Now scientists are aiming to develop and test new drugs using human brain imaging. A. Vania Apkarian and his colleagues at Northwestern University have found a series of abnormalities in the brains of chronic pain sufferers: the part of the prefrontal cortex linked to decision making appears to have shrunk in chronic pain patients. And another part of the prefrontal cortex linked to emotion is hyperactive. In fact, a unique study assessing background pain in chronic back-pain patients suggests that the constant pain these people experience is linked to activity almost entirely in emotion-regulating parts of the brain.
Researchers used functional magnetic resonance imaging (fMRI), which measures brain activity, to study background pain. They asked back-pain patients to continually rate their pain while lying in the scanner, and then the researchers compared brain activity patterns during periods of constant pain with those during periods of worsening pain.
While activity patterns during flare-ups resembled those previously linked to acute pain, the pattern associated with constant background pain was distinct: it centered on the medial prefrontal cortex, a brain area involved in emotion and sense of self. “It almost seems like they’ve turned off the sensory part and are suffering entirely from the emotional aspect,” Apkarian says.

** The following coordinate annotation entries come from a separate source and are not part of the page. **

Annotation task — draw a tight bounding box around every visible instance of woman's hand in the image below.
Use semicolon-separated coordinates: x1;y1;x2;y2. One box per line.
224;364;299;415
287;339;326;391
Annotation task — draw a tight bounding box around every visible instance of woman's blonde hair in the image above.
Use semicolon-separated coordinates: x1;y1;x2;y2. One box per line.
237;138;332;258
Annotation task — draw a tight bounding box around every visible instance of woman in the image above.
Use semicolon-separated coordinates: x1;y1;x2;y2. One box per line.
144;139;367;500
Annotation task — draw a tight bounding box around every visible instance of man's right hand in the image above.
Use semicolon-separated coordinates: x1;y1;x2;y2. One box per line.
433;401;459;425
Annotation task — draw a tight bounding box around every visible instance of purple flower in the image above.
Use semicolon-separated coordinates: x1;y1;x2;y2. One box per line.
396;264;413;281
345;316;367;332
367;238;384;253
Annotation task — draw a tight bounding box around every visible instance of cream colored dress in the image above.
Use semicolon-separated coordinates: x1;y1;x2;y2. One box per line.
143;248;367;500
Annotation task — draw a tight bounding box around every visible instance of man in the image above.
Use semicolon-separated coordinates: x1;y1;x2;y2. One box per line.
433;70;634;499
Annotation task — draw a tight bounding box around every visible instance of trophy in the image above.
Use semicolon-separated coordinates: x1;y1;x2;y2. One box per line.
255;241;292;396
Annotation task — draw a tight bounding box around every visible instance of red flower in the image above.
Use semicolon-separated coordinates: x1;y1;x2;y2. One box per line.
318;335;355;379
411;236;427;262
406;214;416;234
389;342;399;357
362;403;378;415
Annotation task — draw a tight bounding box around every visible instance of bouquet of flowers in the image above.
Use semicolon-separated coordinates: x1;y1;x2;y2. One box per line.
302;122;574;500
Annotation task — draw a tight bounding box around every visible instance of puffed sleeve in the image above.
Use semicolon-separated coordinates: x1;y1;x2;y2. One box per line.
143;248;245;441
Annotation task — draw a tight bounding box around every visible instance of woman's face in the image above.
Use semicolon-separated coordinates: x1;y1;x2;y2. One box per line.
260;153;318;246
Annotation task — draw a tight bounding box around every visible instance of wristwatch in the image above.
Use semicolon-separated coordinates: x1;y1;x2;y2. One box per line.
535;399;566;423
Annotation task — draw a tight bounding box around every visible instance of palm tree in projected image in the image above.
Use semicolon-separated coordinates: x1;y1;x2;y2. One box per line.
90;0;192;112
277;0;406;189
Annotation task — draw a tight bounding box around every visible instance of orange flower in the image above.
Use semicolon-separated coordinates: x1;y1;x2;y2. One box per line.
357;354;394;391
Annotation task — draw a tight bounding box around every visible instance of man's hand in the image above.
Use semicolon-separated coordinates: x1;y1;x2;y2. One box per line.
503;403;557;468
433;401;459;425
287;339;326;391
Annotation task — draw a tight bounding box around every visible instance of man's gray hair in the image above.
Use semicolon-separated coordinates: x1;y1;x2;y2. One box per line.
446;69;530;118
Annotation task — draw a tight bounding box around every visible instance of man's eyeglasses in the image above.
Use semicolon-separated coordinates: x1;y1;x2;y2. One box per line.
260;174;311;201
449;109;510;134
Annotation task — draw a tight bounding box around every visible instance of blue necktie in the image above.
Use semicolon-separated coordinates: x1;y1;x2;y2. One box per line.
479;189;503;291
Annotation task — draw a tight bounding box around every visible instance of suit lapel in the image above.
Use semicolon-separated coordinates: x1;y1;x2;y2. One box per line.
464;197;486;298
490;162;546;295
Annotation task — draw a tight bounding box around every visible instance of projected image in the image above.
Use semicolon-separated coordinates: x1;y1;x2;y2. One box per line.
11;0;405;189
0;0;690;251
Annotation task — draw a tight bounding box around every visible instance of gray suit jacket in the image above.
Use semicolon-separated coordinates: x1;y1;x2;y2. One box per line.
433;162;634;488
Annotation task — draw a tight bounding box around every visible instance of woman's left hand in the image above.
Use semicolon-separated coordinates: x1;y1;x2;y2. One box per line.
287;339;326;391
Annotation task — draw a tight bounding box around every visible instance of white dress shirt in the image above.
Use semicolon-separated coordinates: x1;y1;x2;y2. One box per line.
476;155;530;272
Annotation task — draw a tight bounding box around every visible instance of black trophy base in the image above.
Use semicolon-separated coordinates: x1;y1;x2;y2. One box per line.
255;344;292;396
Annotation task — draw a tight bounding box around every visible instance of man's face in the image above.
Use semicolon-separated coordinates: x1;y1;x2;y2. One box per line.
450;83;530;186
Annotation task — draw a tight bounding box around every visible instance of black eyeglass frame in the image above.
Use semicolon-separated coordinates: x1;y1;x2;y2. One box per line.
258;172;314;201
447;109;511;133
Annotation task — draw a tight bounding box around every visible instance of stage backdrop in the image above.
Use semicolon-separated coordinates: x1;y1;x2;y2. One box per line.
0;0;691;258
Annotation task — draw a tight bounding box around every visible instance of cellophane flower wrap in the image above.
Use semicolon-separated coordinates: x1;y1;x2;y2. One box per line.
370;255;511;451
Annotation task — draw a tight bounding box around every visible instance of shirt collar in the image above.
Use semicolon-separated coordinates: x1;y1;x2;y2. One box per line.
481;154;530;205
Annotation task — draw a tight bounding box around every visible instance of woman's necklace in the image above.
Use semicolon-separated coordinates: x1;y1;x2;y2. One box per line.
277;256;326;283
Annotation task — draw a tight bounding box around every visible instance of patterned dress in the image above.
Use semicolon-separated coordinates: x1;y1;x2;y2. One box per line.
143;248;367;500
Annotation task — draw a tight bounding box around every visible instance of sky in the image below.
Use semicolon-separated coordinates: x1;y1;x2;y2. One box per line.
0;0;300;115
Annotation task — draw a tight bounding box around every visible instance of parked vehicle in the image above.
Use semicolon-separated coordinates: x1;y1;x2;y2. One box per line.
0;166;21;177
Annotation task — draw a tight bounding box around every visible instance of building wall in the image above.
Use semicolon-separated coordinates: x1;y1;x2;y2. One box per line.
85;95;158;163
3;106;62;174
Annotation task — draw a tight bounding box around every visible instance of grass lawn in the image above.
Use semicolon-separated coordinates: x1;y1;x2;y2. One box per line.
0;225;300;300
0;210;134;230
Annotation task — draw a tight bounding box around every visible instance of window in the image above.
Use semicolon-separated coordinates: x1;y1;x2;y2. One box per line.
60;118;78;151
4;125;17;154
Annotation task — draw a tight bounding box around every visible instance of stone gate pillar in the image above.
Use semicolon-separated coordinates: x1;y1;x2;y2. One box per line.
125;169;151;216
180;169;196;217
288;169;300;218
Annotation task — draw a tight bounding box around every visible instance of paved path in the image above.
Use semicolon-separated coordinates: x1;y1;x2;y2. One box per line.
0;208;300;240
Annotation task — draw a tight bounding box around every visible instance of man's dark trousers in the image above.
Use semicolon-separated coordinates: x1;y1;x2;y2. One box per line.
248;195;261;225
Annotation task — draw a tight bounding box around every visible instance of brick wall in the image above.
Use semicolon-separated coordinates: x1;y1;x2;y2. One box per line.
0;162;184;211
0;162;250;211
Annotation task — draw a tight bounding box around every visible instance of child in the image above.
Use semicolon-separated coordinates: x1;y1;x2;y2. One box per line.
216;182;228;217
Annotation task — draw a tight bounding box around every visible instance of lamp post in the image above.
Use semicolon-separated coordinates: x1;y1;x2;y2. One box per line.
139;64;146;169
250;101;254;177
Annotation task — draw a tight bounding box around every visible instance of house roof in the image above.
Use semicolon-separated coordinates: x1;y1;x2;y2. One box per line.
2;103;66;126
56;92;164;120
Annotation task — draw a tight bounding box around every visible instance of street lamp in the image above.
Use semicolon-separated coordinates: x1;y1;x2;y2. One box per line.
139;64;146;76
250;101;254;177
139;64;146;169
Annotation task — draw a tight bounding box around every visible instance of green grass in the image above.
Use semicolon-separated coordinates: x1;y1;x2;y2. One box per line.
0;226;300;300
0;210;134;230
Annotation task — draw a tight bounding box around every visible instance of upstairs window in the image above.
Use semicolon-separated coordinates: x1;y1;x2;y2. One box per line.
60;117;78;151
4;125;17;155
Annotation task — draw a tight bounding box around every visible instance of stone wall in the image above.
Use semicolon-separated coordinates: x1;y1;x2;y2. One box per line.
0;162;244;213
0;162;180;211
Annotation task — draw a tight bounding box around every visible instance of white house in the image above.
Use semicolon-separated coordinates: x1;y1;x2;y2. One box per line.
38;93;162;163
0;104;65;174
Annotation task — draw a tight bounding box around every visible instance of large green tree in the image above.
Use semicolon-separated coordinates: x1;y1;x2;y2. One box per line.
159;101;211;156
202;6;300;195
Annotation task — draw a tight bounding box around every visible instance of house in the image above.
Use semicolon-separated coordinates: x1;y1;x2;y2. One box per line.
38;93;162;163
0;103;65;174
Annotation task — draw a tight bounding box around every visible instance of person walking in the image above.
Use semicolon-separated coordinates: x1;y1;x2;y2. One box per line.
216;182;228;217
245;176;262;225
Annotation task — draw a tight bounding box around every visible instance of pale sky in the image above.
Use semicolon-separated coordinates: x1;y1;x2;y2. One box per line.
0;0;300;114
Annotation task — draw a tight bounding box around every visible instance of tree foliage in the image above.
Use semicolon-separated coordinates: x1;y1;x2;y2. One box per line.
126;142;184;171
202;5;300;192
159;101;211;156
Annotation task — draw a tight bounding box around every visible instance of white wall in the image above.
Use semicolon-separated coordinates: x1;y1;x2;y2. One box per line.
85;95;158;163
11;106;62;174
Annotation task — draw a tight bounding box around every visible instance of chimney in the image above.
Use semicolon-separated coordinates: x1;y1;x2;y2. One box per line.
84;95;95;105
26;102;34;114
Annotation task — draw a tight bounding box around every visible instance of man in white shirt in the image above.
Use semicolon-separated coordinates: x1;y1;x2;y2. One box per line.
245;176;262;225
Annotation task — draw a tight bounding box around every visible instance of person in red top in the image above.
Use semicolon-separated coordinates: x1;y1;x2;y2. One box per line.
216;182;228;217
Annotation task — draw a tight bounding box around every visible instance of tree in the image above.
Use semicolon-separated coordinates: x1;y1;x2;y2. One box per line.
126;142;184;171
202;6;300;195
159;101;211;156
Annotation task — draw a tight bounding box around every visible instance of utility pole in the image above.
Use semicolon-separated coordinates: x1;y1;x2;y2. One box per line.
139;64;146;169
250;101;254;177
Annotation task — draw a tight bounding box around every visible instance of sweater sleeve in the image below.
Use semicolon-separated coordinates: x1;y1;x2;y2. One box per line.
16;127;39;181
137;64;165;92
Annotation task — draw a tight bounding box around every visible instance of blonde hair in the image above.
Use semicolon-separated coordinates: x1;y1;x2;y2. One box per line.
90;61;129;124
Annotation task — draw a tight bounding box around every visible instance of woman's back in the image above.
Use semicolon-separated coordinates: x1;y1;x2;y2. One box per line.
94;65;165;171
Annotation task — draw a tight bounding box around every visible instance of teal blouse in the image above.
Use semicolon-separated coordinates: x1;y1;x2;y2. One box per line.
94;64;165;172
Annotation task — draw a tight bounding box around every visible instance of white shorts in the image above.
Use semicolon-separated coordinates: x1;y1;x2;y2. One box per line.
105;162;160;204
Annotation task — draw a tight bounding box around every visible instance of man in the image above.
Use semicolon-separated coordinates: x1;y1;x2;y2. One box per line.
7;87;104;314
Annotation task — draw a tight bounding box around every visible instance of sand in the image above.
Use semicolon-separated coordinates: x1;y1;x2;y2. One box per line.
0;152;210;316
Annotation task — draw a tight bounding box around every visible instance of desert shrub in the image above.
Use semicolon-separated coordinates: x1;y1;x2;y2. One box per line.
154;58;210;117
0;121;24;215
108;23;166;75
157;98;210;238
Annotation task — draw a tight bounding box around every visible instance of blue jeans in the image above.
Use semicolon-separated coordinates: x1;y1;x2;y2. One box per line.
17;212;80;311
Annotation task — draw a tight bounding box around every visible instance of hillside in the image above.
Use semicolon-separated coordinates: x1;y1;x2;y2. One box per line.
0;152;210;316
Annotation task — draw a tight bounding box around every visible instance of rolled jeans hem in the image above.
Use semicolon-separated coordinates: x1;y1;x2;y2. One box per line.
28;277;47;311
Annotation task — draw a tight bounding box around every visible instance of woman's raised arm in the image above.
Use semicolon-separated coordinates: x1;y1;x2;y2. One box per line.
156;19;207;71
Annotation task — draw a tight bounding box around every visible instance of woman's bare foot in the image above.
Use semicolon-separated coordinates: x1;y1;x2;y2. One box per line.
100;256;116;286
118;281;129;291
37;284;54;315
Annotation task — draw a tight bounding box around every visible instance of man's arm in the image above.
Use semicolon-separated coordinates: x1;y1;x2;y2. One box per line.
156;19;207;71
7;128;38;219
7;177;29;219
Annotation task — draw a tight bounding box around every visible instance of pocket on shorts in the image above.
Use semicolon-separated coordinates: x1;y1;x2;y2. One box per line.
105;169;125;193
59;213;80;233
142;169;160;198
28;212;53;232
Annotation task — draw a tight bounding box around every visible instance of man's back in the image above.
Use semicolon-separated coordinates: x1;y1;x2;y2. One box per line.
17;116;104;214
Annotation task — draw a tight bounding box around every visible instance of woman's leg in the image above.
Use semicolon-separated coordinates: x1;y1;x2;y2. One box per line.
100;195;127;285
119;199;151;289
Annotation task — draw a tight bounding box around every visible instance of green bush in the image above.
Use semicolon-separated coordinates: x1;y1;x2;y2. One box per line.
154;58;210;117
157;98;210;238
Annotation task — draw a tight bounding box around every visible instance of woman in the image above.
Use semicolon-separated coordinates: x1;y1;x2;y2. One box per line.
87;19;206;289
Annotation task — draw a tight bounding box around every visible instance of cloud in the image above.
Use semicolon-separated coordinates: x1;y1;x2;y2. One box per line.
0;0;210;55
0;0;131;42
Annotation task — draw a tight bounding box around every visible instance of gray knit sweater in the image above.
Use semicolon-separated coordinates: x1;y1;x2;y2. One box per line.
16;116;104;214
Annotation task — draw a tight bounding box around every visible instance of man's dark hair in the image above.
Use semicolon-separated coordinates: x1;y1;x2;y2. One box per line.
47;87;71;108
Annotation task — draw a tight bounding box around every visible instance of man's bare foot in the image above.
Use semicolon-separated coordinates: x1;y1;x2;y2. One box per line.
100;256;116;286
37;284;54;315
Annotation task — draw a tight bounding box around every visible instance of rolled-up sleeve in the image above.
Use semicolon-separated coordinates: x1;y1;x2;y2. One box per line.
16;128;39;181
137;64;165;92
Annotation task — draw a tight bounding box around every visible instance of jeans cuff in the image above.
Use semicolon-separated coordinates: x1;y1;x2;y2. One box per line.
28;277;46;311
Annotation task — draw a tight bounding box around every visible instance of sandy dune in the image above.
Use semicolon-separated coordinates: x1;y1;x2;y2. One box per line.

Given these findings, the scientists are beginning human tests of a compound called d-cycloserine, an FDA-approved antibiotic that also blocks certain receptors in the brain. (It is currently being tested for treating post-traumatic stress disorder and other conditions.) “We think it increases transmission within the prefrontal cortex to better control the emotional component of pain,” says Apkarian. “This will be the first hypothesis-driven test for a pain drug driven by human-imaging studies.”
Another hot target for chronic pain is the modulatory system that humans have evolved to suppress pain when necessary–so that they can run from a predator while wounded, for example. Preliminary evidence suggests that chronic pain sufferers aren’t good at recruiting this inhibitory system. Indeed, ongoing studies suggest that people with chronic pain may be hyperactive in the opposite direction: they amplify pain signals on their way to the brain. Sean Mackey, a physician and researcher at Stanford University, and his colleagues are now studying the brain stem and spinal cord, two crucial components of this modulatory system that have traditionally been very difficult to assess with fMRI. These parts of the nervous system move with every breath and heartbeat, so the researchers had to develop new analysis methods to generate clean images.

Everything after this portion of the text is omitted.